Gran parte de la población en esta región está compuesta por los denominados brasiguayos, que son hijos de colonos brasileños que llegaron al Paraguay durante el gobierno de Alfredo Stroessner a partir de los años 60 y 70.
A los colonos brasileños instalados en Alto Paraná, se los conoce como migrantes de segundo salto; no son descendientes de portugueses, sino más bien se trata de descendientes de alemanes, italianos, rusos, entre otros países europeos, que se instalaron en el sur del Brasil y de allí dieron el salto al Paraguay.
La comunicación en esta zona se realiza en portuñol, una mezcla entre el español y el portugués. Esta mezcla también se grafica en los carteles, donde los escritos publicitarios se mezclan entre los dos idiomas. En Santa Rita, se puede encontrar un local de venta de dulces con el cartel que dice “pastelaria” (pastelería, en español), luego ofrece lanches (bocaditos), salgados (productos salados).
También se pueden encontrar nombres de locales comerciales escritos en portugués, pero con descripción en castellano, tales como jato (chorro) es un lavadero de autos, o lojas (tiendas) y los famosos lanchonetes (restaurantes). Esto se pudo observar en los cuatros municipios del sur donde realizamos un recorrido. Si bien ya no son muchos, siguen existiendo.
No se observaron banderas del Brasil, como se daba en otros tiempos. En el centro de Santa Rita, por ejemplo, hay locales comerciales que exhiben la bandera paraguaya. La misma Comuna instaló una grande en el centro urbano.
Este municipio es el mayor y más poderoso económicamente del sur del departamento, si bien se redujeron los carteles, nombres de comercios y pancartas de todo tipo en portugués, no es lo mismo en la comunicación verbal, donde predominan el portugués y el portuñol.
Igualmente en las emisoras de radio, principalmente en Naranjal, las publicidades se realizan totalmente en portugués y se escucha mayormente música brasileña, conocida como sertanejos, que es un estilo de música similar al country estadounidense, le sigue para los más jóvenes el funk, un estilo musical que nació en las favelas de Río de Janeiro.

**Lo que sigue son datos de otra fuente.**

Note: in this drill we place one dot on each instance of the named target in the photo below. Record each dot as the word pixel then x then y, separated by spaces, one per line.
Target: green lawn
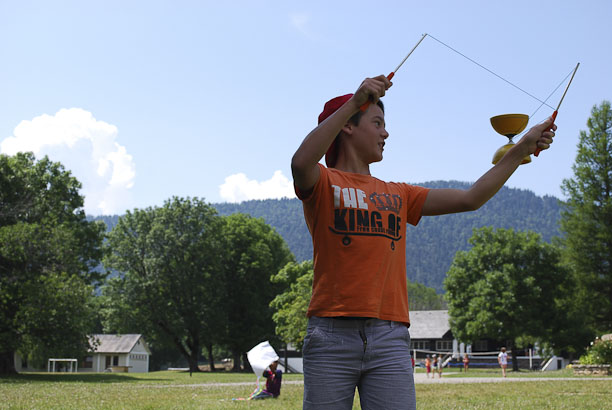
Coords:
pixel 176 390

COSTUMBRE. Concepción Rodríguez, ex intendente municipal, dijo que durante su primer mandato 2006-2010 la situación era muy distinta a la actual. “En aquella época era más difícil. Muchos comercios tenían nombre en portugués, pero después, en el segundo periodo como intendente, ya casi no había locales comerciales con nombres en lengua extranjera y hoy prácticamente desapareció”.
Añadió que “es una costumbre que trajeron de otro país, pero no es algo que está prohibido, porque el Mercosur nos obliga a aceptarlo. Hablamos de idiomas oficiales, pero hoy en día hemos avanzado mucho en nuestra ciudad sobre ese punto”.
Marcio Samapio, comunicador de la zona, refirió que hace algunos años la Municipalidad inició una especie de campaña y notificó a todos los comercios para que toda su cartelería esté en castellano. “Casi ya no se ven carteles en portugués, ahora todos son en español, incluso negocios que tenían nombres en portugués también cambiaron”.
Muchos refieren que el gran cambio se dio en medio de la crisis que se instaló en el sur de Alto Paraná con los carperos durante el gobierno de Fernando Lugo. Fue un tiempo donde había mucha presión contra los brasiguayos, debido a que desde las organizaciones campesinas se los trataba de invasores, de envenenar la tierra, pero el ingreso de los carperos en las tierras de Tranquilo Favero marcó un antes y un después.
El tema de la fuerte presencia cultural brasileña en la región fronteriza saltó al tapete de nuevo tras conocerse una resolución de la Intendencia municipal del distrito de Mbaracayú, localidad ubicada al norte del Alto Paraná, que dispone que la publicidad se deberá hacer en idiomas oficiales.